Tutorial 4 - Solutions

Computer Science 301 - Translators

Tutorial 4 - Regular Expressions and Cocol Grammars - Solutions

(a) Develop a regular expression and/or a Cocol token definition that describes identifiers of the sort used in many programming languages, subject to the restriction that underscores may not appear at the start or end of an identifier. but may appear in the interior of an identifier.

In common RE notation we might write

      RE1  =  letter     = [A-Za-z]
      RE2  =  digit      = [0-9]
      RE3  =  identifier = letter ( letter | digit | underscore+ ( letter | digit ) )*

In Cocol notation we would write something that looks much the same but note that the CHARACTERS section defines sets of characters, not strings!

    CHARACTERS
      letter = "ABCDEFGHIJKLMNOPQRSTUVWXYZabcdefghijklmnopqrstuvwxyz" .
      digit  = "0123456789" .

    TOKENS
      identifier = letter { letter | digit | "_" { "_" } ( letter | digit ) } .

It might be thought that we could write the Cocol definition more simply, as

    TOKENS
      identifier = letter { letter | digit | "_" ( letter | digit ) } .

but this is not quite correct. Can you see why not? What would the equivalent be in common RE notation?

(b) Develop a regular expression and/or a Cocol description that describes comments of the form allowed in the C family of languages.

    CHARACTERS
      inComment = ANY - "*" - "/" .
    TOKENS
      Comment = "/*" { inComment } "*/" .

However, the regular expression forming part of this directive has some fairly obvious shortcomings. The trick is that * and / characters can occur "internally", as can /*, but of course the combination */ cannot occur internally.

The problem as posed hinted that the following were some examples of strings that might be valid comments, and invited the reader to spot the odd one out.

     (1)   /* comment */
     (2)   /* multiply a * b */
     (3)   /* divide a / b */
     (4)   /* ***** */
     (5)   /*********/
     (6)   /* ** /* // */
     (7)   /* // */ ** */
     (8)   /*a*b*/
     (9)   /* **a/b* ** */

It is, of course, (7) which is better described as a comment /* // */ followed by a bit of garbage ** */.

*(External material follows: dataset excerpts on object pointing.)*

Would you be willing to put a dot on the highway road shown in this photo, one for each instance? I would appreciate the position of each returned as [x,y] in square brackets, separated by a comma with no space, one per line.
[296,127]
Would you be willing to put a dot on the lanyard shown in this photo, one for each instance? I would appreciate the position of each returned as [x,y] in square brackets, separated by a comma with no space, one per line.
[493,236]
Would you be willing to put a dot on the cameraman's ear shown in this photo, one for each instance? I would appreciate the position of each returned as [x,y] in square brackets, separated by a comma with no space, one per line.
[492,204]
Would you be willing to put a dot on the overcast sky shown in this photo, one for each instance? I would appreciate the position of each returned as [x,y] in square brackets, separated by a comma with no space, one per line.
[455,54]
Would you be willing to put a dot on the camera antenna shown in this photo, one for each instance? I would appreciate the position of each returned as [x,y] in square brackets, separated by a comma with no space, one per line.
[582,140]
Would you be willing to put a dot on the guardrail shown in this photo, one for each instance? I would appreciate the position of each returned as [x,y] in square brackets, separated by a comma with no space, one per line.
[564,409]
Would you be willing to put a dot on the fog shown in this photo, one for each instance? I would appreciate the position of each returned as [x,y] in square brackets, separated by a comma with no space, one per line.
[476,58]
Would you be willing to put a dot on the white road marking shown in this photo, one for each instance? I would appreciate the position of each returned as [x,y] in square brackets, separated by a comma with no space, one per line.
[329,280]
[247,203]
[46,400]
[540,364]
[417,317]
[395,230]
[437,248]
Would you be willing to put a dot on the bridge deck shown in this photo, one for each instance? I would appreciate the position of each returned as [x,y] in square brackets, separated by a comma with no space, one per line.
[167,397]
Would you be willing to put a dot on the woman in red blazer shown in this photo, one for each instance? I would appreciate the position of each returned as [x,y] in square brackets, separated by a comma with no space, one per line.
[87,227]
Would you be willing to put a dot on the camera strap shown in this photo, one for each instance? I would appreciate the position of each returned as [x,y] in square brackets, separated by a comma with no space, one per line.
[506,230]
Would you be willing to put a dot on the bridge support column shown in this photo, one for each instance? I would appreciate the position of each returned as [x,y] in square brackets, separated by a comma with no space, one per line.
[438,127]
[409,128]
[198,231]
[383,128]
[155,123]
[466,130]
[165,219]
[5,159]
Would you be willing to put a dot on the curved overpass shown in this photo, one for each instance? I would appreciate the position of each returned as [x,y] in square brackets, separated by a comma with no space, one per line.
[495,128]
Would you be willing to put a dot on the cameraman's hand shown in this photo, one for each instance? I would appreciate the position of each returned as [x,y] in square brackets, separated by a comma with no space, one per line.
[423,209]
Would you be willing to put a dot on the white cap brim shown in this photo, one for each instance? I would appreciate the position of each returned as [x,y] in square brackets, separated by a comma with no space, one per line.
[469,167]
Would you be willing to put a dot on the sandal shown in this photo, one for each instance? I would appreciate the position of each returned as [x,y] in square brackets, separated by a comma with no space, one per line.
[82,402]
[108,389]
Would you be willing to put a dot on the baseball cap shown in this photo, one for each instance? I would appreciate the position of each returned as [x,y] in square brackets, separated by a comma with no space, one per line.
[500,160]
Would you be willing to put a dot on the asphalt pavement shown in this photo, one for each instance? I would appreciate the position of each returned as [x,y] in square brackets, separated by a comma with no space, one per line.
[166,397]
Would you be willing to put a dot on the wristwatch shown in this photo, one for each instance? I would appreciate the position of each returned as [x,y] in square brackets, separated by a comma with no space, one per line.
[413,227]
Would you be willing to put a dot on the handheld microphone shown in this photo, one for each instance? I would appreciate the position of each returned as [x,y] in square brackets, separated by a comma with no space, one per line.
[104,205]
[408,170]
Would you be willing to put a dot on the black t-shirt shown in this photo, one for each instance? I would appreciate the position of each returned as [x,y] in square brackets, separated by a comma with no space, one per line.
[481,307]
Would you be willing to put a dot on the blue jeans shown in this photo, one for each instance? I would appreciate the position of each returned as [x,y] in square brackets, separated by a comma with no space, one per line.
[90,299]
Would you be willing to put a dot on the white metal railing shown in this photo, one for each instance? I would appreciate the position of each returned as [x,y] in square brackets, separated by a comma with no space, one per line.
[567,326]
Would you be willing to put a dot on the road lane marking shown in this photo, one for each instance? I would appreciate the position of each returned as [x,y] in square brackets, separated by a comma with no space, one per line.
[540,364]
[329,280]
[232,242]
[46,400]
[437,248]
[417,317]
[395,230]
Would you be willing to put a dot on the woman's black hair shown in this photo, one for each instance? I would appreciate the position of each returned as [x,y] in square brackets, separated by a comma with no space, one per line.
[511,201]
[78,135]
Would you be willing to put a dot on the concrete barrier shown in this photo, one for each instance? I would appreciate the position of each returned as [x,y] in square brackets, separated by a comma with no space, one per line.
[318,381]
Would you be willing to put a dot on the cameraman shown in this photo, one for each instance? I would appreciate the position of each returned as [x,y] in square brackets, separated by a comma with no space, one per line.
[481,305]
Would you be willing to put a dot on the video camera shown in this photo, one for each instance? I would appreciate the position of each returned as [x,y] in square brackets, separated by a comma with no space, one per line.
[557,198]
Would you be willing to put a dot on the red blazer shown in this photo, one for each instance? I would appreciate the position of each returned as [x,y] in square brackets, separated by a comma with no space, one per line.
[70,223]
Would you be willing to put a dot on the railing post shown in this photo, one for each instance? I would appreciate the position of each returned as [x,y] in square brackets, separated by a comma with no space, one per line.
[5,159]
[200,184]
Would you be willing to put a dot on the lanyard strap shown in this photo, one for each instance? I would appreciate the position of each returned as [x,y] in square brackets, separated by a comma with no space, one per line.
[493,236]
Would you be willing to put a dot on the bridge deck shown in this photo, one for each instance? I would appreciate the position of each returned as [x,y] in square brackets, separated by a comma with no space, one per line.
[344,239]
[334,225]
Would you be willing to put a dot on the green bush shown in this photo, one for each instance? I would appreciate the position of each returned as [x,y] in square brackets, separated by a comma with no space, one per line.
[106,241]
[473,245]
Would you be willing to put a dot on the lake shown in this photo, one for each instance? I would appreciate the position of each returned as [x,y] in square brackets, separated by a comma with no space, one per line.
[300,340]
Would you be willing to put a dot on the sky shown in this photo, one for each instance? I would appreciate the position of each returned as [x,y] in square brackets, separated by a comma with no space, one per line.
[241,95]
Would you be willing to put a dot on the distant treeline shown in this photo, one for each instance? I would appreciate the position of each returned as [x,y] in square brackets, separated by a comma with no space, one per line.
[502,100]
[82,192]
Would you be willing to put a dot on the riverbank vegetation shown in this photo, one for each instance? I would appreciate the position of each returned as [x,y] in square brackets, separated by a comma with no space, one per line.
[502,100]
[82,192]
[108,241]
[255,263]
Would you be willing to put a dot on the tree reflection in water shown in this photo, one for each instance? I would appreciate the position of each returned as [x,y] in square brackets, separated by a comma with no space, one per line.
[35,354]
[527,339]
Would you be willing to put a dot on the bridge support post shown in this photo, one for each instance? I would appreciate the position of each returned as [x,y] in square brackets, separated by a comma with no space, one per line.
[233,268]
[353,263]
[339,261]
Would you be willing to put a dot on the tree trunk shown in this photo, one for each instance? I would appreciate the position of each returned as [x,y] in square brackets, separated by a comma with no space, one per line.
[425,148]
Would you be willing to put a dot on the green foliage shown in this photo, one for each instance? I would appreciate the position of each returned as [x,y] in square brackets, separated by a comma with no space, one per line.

Finding a correct solution is quite tricky, though like so many classic exercises, once you see the solution it become "obvious". Here is a deceptively appealing attempt:

    CHARACTERS
      inComment = ANY - "*" - "/" .
    TOKENS
      Comment = "/*" { inComment | "/" | "*" inComment } { "*" } "*/" .

Casual testing will suggest that the problem is now solved. However, this more complicated regular expression will still not handle some of the valid comments given above. In particular it will still not recognize 4, 6 , 7, 9. A better definition might take some time to think through and verify:

    CHARACTERS
      inComment = ANY - "*" - "/" .
    TOKENS
      Comment = "/*" { inComment | "/" | "*" { "*" } inComment } { "*" } "*/" .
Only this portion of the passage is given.